Meta took a step towards a universal language translator on Tuesday with the release of its new Seamless M4T AI model, which the company says can quickly and efficiently understand language from speech or text in up to 100 languages and generate translation in either mode of communication. Multiple tech companies have released similar advanced AI translation models in recent months.
In a blog post, Meta describes its new translation system as “the first all-in-one multimodal and multilingual AI translation model” capable of speech recognition and speech-to-text translation for nearly 100 different languages. The model can also interpret speech and text and spit back out translated spoken words for 36 and 35 languages respectively. Seamless M4T can also reportedly understand when users change languages mid-sentence, which could help when using a model to translate people who mix parts of languages together when they speak, which language researchers refer to as codeswitching.

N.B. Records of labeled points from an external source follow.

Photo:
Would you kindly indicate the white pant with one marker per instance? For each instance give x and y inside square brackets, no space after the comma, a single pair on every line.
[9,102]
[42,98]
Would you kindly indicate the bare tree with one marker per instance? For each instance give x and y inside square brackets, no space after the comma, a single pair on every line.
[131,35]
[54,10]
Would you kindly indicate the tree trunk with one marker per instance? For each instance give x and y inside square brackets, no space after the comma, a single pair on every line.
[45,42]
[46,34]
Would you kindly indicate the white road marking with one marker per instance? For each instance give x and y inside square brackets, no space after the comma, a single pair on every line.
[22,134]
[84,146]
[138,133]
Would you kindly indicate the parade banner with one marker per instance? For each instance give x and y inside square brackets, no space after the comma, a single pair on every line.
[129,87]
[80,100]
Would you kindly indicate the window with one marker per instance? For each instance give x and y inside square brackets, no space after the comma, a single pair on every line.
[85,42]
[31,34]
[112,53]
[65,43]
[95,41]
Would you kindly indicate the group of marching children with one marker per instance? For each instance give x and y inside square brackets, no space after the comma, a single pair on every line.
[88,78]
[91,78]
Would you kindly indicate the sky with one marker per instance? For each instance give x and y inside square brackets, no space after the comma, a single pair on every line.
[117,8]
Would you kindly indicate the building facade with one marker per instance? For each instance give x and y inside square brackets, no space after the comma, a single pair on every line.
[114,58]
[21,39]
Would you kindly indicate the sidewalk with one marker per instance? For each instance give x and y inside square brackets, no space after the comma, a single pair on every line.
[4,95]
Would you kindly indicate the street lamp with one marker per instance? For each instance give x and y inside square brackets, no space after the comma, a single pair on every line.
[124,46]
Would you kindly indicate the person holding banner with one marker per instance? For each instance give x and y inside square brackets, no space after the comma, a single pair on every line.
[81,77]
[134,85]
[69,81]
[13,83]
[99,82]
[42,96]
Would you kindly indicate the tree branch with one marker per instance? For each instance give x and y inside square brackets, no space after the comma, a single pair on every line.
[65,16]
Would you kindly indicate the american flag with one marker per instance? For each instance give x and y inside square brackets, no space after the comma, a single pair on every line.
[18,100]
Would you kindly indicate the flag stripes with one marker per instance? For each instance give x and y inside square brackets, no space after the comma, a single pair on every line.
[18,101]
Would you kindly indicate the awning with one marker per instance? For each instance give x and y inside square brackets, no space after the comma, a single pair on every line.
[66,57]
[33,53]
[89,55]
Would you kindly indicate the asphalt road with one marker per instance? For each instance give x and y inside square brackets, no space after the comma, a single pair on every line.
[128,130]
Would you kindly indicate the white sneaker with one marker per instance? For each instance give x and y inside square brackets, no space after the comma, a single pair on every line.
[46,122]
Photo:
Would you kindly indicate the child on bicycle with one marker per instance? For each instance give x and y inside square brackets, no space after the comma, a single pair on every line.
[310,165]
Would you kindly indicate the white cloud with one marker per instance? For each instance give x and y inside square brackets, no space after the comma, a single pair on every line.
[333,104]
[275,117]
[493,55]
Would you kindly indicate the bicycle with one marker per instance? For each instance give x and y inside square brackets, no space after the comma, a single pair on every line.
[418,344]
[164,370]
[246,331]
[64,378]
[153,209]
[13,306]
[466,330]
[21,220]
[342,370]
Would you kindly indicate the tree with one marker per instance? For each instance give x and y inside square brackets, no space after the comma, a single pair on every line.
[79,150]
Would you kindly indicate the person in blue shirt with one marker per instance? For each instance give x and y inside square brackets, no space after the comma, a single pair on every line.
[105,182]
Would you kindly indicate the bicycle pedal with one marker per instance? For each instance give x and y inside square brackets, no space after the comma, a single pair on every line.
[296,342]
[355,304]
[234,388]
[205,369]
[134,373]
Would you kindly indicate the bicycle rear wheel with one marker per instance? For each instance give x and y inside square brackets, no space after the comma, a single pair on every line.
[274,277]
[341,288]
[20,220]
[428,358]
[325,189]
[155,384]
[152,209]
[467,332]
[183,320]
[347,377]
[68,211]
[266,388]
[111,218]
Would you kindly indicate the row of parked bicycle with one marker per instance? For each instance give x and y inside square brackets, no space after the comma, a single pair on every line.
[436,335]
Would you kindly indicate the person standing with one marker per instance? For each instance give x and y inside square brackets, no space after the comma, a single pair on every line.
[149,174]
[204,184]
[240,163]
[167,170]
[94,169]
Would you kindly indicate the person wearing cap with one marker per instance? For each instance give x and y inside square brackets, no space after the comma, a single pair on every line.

“SeamlessM4T is a unified multilingual model, meaning that it doesn’t rely on intermediate models to produce results,” Meta Research Scientist Manager Paco Guzmán told Gizmodo. “Other cascaded systems for spoken translation often do: speech recognition, text translation, text-to-speech generation. SeamlessM4T does it in a single go.”
In a video demo, Guzmán spoke the sentence “our goal is to create a more connected world.” The model quickly recognized the language spoken was English and then translated that into Russian. A computerized Russian voice spat the sentence back out with a more or less human timbre.
Unlike other past translation models, SeamlessM4T uses one single system which Meta believes will ultimately result in reduced errors and delays and increased quality. Meta compared this all-in-one translator approach to the Babel fish universal translator in The Hitchhiker’s Guide to The Galaxy. For now, you won’t have to shove this one in your ear.
Meta is releasing Seamless M4TT under a Creative Commons license so other translators and AI researchers can build off of it. The company is also releasing the metadata of SeamlessAlign, which contains over 270,000 hours of mined speech and text. Meta claims it’s the largest dataset of its kind.
Though much of new AI in recent months has pointed out the unreliability of using large language models for delivering accurate factual information, language translation is something these models are actually well-suited for. Seamless M4T is made possible by Meta’s previous iterations in translation models. One of those broke new ground by successfully translating the primarily spoken language Hokkien into spoken words, a first for a new model. More recently, the company released its Massively Multilingual Speech system, which Meta claims can provide automatic speech detection and language identification for more than 1,100 languages.